質問タイムでは、「タイプラス1」の流れは今後どうなるのか、という質問が寄せられました。

「COVID-19に対するタイの対策は非常に優れていました。タイの優秀さが広く認知され、世界的にもかなり評価されています。ベトナムの注目度は上っていますが、製造業の基盤がしっかりとしているタイと比べるとインフラがまだ弱い。COVID-19をコントロールできたことと合わせて、『やっぱりタイだよね』という声が高まっています。タイプラス1の動きは加速すると思います」

COVID-19によって、グローバルなサプライチェーンは大きな打撃を受けました。今後は、サプライチェーンがローカライズの方向に進むことはあり得るのか。そんな質問も飛び出しました。

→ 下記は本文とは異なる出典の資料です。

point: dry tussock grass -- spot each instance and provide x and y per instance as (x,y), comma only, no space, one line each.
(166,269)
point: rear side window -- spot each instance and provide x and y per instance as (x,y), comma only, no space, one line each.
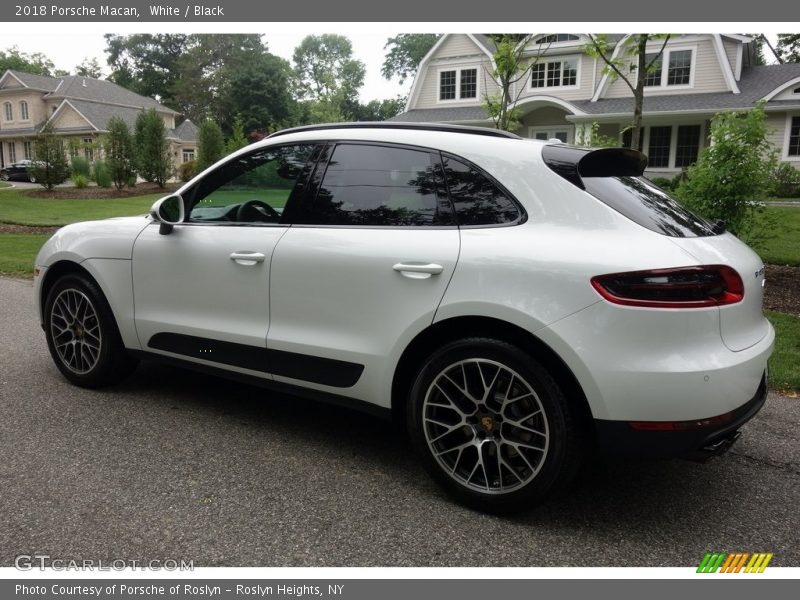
(379,186)
(648,205)
(477,199)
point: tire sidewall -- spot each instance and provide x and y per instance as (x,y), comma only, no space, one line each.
(550,397)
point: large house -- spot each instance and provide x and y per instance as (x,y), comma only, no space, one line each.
(79,109)
(565,91)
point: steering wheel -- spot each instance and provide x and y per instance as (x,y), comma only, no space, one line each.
(256,210)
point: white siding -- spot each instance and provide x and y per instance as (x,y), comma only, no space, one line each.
(708,75)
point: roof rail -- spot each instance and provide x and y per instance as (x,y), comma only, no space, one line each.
(399,125)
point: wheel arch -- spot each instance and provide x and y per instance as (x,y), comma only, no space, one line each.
(478,326)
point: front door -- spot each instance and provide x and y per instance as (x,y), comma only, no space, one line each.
(202,291)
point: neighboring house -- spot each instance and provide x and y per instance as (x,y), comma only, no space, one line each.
(565,91)
(79,109)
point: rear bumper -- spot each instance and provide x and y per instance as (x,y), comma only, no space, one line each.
(697,440)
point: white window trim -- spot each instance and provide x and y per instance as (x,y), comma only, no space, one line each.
(665,67)
(458,69)
(544,59)
(570,129)
(786,135)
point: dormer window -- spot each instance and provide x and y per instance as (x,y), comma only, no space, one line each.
(554,38)
(458,84)
(678,72)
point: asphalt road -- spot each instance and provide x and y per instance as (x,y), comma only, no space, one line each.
(175,465)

「そうした動きは確かにあります。ただし、ヘッジしないと怖いことも事実。価格では中国に勝てませんが、今後はヘッジしてタイを選ぶ流れが強まる可能性は十分あると思っています。ベトナムも選択肢の一つでしょう」

セミナー終了後のアンケートでは、参加者の約75%から「良かった」との評価が届きました。タイ製造業のリアルな動向がわかった、具体例がわかりやすく腑に落ちたとの声も多く、参加者にはたくさんのヒントを受け取っていただいたようです。これからも、皆さまのご意見やご希望を踏まえて、さらに充実した内容のウェビナーを企画していきます。今後のMeeit.bizの取り組みにぜひご期待ください。